Col. Floyd appeals to Gen. Clark in May, 1782, in behalf of the inhabitants of Spring Station, who had become so alarmed that they feared to plant their corn without a small guard. They offer their services for work on Ft. Nelson in exchange for a guard of Gen. Clarke's troops for a week's planting. In the same letter he tells of planning to search houses for hemp needed in equipping boats on the river to be employed in fighting the savages, and writes Clark that he and his men have been making rope from "poppaw bark." An earlier letter to Gen. Clark told of preparing canoes ordered by the government, and stated that he, Floyd, was liable for the price of most of them, about four thousand pounds. He writes: "People have been so long amused with promises of paying off indebtedness long incurred that the credit of the State is very little better here than in Illinois." It is understood that Floyd and the other pioneers of means were never remunerated for many of their expenditures of this nature, and practically ruined themselves, giving funds, service, their all, to save Kentucky.

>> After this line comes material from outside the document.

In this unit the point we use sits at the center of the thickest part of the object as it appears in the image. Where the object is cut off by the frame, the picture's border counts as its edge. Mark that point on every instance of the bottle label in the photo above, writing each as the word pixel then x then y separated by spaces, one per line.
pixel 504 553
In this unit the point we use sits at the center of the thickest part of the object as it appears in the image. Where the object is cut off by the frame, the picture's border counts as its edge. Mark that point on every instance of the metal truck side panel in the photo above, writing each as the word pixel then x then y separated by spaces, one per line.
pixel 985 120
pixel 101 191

A letter to Col. Preston, in March, 1783, informs him of the death of Billy Buchanan, Mrs. Floyd's brother, at the hands of the Indians. In
this letter Floyd observes that he expected something like this to be his own lot. Within a month his apprehension proved true, for on April 10, 1783, while riding to the salt works from his station on Beargrass, Col. Floyd was fired upon by Indians and received a mortal wound. In company with him was a brother, whose horse was shot from under him, and a third person, who was killed outright. Col. Floyd was carried by his brother to the salt works, where he died two days later. On April 24 a son was born to Mrs. Floyd, named John, for his father. This John Floyd went back to Virginia to become Governor of the State in 1830, and he was the father of John Buchanan Floyd, elected Governor of Virginia in 1850, and the Secretary of War in 1857 under President Buchanan.

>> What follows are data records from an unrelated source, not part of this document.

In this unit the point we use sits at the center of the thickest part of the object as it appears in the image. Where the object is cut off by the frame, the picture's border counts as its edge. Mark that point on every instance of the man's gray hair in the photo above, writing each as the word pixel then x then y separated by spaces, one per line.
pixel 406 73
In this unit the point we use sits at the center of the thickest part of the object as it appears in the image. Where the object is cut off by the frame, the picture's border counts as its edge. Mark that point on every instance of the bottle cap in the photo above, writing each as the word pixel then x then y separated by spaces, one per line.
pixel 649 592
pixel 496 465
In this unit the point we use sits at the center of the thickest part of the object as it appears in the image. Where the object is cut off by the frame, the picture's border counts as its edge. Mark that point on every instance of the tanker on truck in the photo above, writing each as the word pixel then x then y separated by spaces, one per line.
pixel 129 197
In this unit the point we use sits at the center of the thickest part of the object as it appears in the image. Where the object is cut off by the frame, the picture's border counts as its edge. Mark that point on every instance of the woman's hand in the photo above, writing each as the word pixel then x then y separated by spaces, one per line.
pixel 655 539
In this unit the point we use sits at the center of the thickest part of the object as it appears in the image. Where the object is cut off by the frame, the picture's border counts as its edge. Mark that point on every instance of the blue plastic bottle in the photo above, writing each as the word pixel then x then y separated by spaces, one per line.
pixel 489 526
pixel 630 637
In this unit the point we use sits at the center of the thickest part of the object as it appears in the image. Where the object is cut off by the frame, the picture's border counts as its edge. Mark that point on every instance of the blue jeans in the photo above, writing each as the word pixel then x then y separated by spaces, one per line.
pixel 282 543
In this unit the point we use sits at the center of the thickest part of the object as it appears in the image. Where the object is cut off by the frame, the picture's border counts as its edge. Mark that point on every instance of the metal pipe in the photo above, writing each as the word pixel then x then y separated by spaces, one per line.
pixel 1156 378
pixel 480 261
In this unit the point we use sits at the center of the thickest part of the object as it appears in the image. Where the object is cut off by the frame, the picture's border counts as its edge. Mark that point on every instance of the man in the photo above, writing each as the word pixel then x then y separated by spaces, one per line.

Col. Floyd left two other sons besides his posthumous child, William Preston Floyd, who took up his residence in Virginia, and Capt. George Rogers Clark Floyd, who remained in Louisville to become an Indian fighter like his father. Floyd county, Floyd's Fork, Floyd street, in this city, are all named for the distinguished gentleman, John Floyd. A drinking fountain on Main street between Third and Fourth was presented to the city, several years ago, by Allen R. Carter through the Sons of the Revolution, as a marker for Floyd's old blockhouse, which stood
between Main and the River and Third and Fourth; a monument stands at Eastwood, on the Shelbyville pike, erected a number of years ago to Col. Floyd and his men.
(Copies of Col. John Floyd's letter preserved in the Draper manuscripts and in the Virginia archives are in the library of Mr. Temple Bodley.)